VGGNet
Why stack two 3 * 3 convolution kernels together?
Because of the two 3 * 3 convolution kernels stacked together, the receptive field (Receptive Field) is 7 * 7, which can roughly replace the role of the 7 * 7 convolution kernel. But doing so allows for fewer parameters, with a parameter ratio of roughly 18:49
Use small convolution kernels instead of large convolution kernels (viewable) to reduce parameters (but increase training time)
GoogLeNet
(1) 22 layers
(2) Inception structure, using some 1 * 1, 3 * 3 and 5 * 5 small convolution kernels combined together in a fixed way to replace the large convolution kernel. To achieve the purpose of increasing the receptive field and reducing parameters.
(3) 5 million parameters, 12 times smaller than ALEXNET.
(4) ILSVRC'14 test champion (6.7% TOP 5 ERROR)
Initial Inception structure
Improved Inception structure
The improved Inception structure serves as the basic unit and is superimposed to form the entire network structure.
ResNet
(1) 152 layers
(2) ILSVRC'15 champion, (3.57 TOP 5 ERROR)
(3) A forward input mechanism is added, and the feature map obtained by the previous layer is input to the later layer as a supervision item. This method enables deep network training to converge.
(1) The author first discovered that training a shallow network performs better than a deep network on both the training set and the test set, and it continues to perform better at all stages of training.
(2) In this example, since the performance of the 20-layer network is better than that of the 56-layer network, the other 36 layers will not do anything at all, so the idea of adding the output of the shallow network directly to the subsequent layers came up.
(Although the network has become shallower, resulting in a reduction in the complexity of the network structure (reduced space complexity and time complexity), the loss has not been significantly reduced) The output of the shallow layer is directly added to the later layers, so that the deep network can perform better
. OK.
训练技巧:
– Batch Normalization
– Xavier initialization
– SGD + Momentum (0.9)
– Learning Rate:0.1
– Batch size 256
– Weight decay 1e-5
– No dropout
Face verification based on ResNet
The key to face verification is to map face images into a feature space in which the same person is closer and different people are further apart.
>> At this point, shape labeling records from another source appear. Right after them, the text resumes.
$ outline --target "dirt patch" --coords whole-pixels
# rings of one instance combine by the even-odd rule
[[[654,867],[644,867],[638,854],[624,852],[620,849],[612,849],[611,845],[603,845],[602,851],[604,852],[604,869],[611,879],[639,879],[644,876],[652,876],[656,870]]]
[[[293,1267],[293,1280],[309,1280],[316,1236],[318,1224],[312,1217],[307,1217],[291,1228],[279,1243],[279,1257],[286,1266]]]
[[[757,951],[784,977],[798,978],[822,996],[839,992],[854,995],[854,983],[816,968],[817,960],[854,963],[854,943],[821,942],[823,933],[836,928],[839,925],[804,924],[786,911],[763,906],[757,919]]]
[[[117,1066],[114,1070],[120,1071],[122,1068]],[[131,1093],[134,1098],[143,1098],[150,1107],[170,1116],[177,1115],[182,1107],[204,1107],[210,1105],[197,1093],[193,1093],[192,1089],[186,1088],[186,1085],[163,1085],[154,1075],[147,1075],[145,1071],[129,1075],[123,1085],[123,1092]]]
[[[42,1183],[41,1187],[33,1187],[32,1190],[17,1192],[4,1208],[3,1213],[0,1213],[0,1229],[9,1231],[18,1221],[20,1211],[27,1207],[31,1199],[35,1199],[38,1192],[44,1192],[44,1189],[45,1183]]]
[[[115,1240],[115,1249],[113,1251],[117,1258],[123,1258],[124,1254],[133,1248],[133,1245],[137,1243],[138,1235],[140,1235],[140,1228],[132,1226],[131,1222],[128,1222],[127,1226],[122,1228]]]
Here we use classification supervision to learn such a feature space.
Use Caffe to implement face verification. First train a face classification network, and then use the penultimate fully connected layer of the network as the feature layer (512 dimensions).
(1) Network structure
First define a 28-layer ResNet.
(2) Optimization objective
Design our objective function. Referring to the literature, we determine the objective function to minimize the following formula:
The first term is softmax loss; the second term is center loss.
A trained Solver file that specifies the trained network and necessary parameters
Run the training script to start training. Training can be terminated at any time, manually adjust the learning rate and then resume training. In this way, we have basically completed the process of training a convolutional neural network with Caffe.
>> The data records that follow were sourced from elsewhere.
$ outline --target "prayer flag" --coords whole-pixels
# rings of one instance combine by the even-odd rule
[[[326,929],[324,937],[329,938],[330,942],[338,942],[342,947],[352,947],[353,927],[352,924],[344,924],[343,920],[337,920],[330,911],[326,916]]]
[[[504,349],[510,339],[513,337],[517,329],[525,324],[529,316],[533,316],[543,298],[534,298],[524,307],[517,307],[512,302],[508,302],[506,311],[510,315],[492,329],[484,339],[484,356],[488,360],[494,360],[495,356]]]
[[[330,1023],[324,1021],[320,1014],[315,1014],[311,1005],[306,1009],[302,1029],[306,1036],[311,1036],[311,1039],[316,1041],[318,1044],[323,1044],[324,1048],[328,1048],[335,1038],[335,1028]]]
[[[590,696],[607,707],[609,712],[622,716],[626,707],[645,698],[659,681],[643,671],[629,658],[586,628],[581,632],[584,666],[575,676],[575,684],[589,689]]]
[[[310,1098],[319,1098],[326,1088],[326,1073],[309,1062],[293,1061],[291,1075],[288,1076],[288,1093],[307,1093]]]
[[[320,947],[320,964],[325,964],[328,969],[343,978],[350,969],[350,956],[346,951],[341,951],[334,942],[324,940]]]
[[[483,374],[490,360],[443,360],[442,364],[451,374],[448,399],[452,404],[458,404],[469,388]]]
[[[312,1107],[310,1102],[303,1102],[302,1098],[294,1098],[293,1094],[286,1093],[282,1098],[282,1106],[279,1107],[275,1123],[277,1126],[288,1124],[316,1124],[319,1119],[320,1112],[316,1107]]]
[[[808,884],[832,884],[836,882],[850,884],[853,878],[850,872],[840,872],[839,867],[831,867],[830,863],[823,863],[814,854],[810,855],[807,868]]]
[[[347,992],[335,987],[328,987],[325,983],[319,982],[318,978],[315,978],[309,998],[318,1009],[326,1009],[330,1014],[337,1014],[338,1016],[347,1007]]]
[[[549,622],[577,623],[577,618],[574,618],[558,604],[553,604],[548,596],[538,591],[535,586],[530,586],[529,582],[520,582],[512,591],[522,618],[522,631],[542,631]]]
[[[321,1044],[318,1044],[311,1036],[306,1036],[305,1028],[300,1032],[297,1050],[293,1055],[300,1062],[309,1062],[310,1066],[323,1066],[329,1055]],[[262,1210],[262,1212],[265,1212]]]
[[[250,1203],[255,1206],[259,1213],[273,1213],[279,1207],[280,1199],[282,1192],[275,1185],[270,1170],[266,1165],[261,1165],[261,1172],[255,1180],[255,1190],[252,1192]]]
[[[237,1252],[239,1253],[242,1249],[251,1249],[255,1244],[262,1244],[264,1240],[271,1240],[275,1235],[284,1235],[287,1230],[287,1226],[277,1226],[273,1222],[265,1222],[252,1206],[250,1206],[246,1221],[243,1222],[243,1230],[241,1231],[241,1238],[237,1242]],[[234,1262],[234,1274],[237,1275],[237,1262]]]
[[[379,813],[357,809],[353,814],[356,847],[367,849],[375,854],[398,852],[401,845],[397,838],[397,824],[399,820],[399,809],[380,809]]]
Modifying Caffe and adding new layers
sometimes require some special layers or objective functions. At this time we need to implement it ourselves. Caffe uses various libraries
to make its own code very concise and easy to modify.
(3) Training set and preprocessing
Webface is used as the training set, containing 10,000 different people. Image preprocessing includes face detection, face key point detection and alignment cropping. After detecting the face keypoints, we find a similarity transformation matrix to align the face with a predefined standard shape.
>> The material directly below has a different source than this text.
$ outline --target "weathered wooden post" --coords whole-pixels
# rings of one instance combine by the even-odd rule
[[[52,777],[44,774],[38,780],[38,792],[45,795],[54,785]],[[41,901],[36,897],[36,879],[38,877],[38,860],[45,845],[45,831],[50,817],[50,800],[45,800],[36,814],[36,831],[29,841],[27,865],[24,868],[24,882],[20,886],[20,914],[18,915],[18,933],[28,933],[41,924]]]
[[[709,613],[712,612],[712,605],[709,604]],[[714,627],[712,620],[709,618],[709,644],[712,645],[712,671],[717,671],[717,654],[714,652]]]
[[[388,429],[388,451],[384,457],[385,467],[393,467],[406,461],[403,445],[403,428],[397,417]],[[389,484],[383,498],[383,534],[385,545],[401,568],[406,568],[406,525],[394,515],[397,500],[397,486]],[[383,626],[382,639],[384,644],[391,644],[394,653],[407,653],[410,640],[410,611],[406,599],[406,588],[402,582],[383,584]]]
The final result is as follows:
Finally, a part of the processed training set is divided as a validation set.
- Network structure: improved RESNET (train_val.prototxt)
- SGD training is used to reduce the learning rate every certain number of steps. During training, caffe will record the loss into the log file, and draw the loss drop chart by parsing the log file:
(5) Experimental results
The test set is the LFW data set, and the evaluation rule is to determine whether the two pictures are of the same person given two pictures.
We determine whether two faces belong to the same person based on the cosine distance between features. The final 10-fold cross-validation accuracy on this database was: 99.18%.
Deploy to hardware
transfer learning
There are two application methods:
1. For different databases, use the database to be identified (maybe a very small amount) to fine-tune the trained model (the span can be large or small)
2. After the trained model, use The output parameters are used as input parameters and then connected to a neural network for training.